By Jason Stuart
Ranger-Review Staff Writer
Forest Park and Highland Park residents will have an opportunity to decide for themselves the future of street maintenance in their respective subdivisions at a Dec. 12 public meeting with the Dawson County Commissioners.
The commissioners are gathering subdivision residents together to discuss options for management of their street maintenance funds. All Forest Park property owners are assessed $300 per year for street maintenance and Highland Park residents who own property fronting First or Second streets (the only paved streets in that subdivision) are assessed $100 per year. At present, there is $271,156 in the Forest Park street maintenance fund and $80,398 in Highland Park’s.
County Commission chairman Doug Buxbaum said it’s time for residents of the subdivisions to take ownership of their streets, noting that legally, those streets are not county property and so it should not be the county’s sole responsibility to manage their maintenance.
“They’re their roads and their streets,” Buxbaum said. “We need some kind of direction from those people.”
Buxbaum said the way it has worked in the past is not really fair or acceptable. With no neighborhood association or advisory group, street maintenance needs and requests get brought to the commissioners by individuals. He said it shouldn’t be up to the commissioners’ to decide whether the pothole in front of one property owners’ home is more urgent than another, just because one came in to complain about it and the other didn’t.
“We need some kind of direction of what do you people want out there and what are the priorities,” Buxbaum said. “Right now, we just get individuals coming in throughout the subdivisions, and they need to get together and make a decision. The problem’s been people come in and say ‘I’ve got a pothole in front of my house’ or this and that, but we don’t know what the priorities are.”
The commissioners plan to offer each subdivision two options moving forward — either to create a neighborhood homeowners’ association/advisory council, or to designate a county employee to prioritize street maintenance needs.
Given that the subdivision streets do not belong to the county and so are not legally the county’s responsibility to maintain, Buxbaum indicated his preference that residents choose to form a homeowners’ association or advisory council of some kind.
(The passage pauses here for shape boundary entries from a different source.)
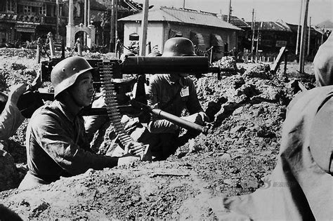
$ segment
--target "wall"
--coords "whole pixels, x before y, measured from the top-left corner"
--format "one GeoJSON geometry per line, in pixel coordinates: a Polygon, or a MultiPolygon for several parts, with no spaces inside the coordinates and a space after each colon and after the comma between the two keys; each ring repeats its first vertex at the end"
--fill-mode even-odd
{"type": "MultiPolygon", "coordinates": [[[[124,25],[124,45],[128,47],[131,45],[131,41],[129,41],[129,35],[132,33],[137,33],[139,36],[141,35],[141,22],[126,22],[124,25]]],[[[157,45],[158,48],[162,51],[162,46],[164,43],[163,41],[163,27],[162,22],[150,22],[148,23],[148,31],[147,32],[147,43],[149,41],[151,42],[152,48],[154,46],[157,45]]],[[[139,40],[140,42],[140,40],[139,40]]],[[[146,50],[148,53],[148,50],[146,50]]],[[[124,52],[126,53],[129,51],[126,48],[124,48],[124,52]]]]}

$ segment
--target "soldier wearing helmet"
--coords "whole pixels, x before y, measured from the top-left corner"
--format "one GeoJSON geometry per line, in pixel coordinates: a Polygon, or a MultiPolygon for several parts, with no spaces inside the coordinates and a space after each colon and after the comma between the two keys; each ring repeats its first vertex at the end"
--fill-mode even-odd
{"type": "Polygon", "coordinates": [[[80,111],[91,102],[93,68],[81,57],[67,58],[53,69],[55,100],[32,115],[27,128],[29,171],[19,188],[49,184],[86,172],[131,163],[133,156],[112,157],[92,152],[80,111]]]}
{"type": "MultiPolygon", "coordinates": [[[[196,56],[192,41],[186,38],[175,37],[164,44],[162,57],[196,56]]],[[[197,96],[192,80],[186,73],[174,74],[155,74],[150,79],[148,91],[148,105],[177,116],[181,116],[184,109],[190,116],[186,120],[200,125],[207,119],[197,96]]],[[[188,138],[197,134],[188,131],[185,136],[178,138],[180,128],[164,119],[152,118],[148,123],[148,135],[138,141],[149,143],[155,160],[163,160],[185,144],[188,138]]]]}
He also noted that there are issues beyond just street maintenance — from snow removal to zoning regulation enforcement — that the subdivisions would be better off by having some kind of official neighborhood body to address.
“What better than to have somebody who lives in that subdivision to communicate to us what ought to be done,” Buxbaum asked.
One ancillary issue which Buxbaum quickly pointed to as something else that should be discussed in concert with the street maintenance is the state of the rest of the streets in Highland Park. He noted since they do not belong to the county and they are not included in the subdivision’s street maintenance fund, they receive virtually no care at all. Buxbaum said he hopes the meeting about the rest of the streets might spark Highland Park residents to band together to begin to change that.
“We’d like those people form a Rural Special Improvement District (to pave the streets),” Buxbaum said.
He added he hopes as many subdivision residents who are able turn out for the public meeting so that they can help the commissioners set a better path for maintenance of the subdivisions moving forward.
“This is gonna be good,” Buxbaum said. “The people just got to participate in it. It’s their subdivision, so they need to have a voice in how that maintenance money is spent.”
The public meeting for Forest Park and Highland Park residents is scheduled for Dec. 12 at 6 p.m. in the courtroom of the Dawson County Courthouse.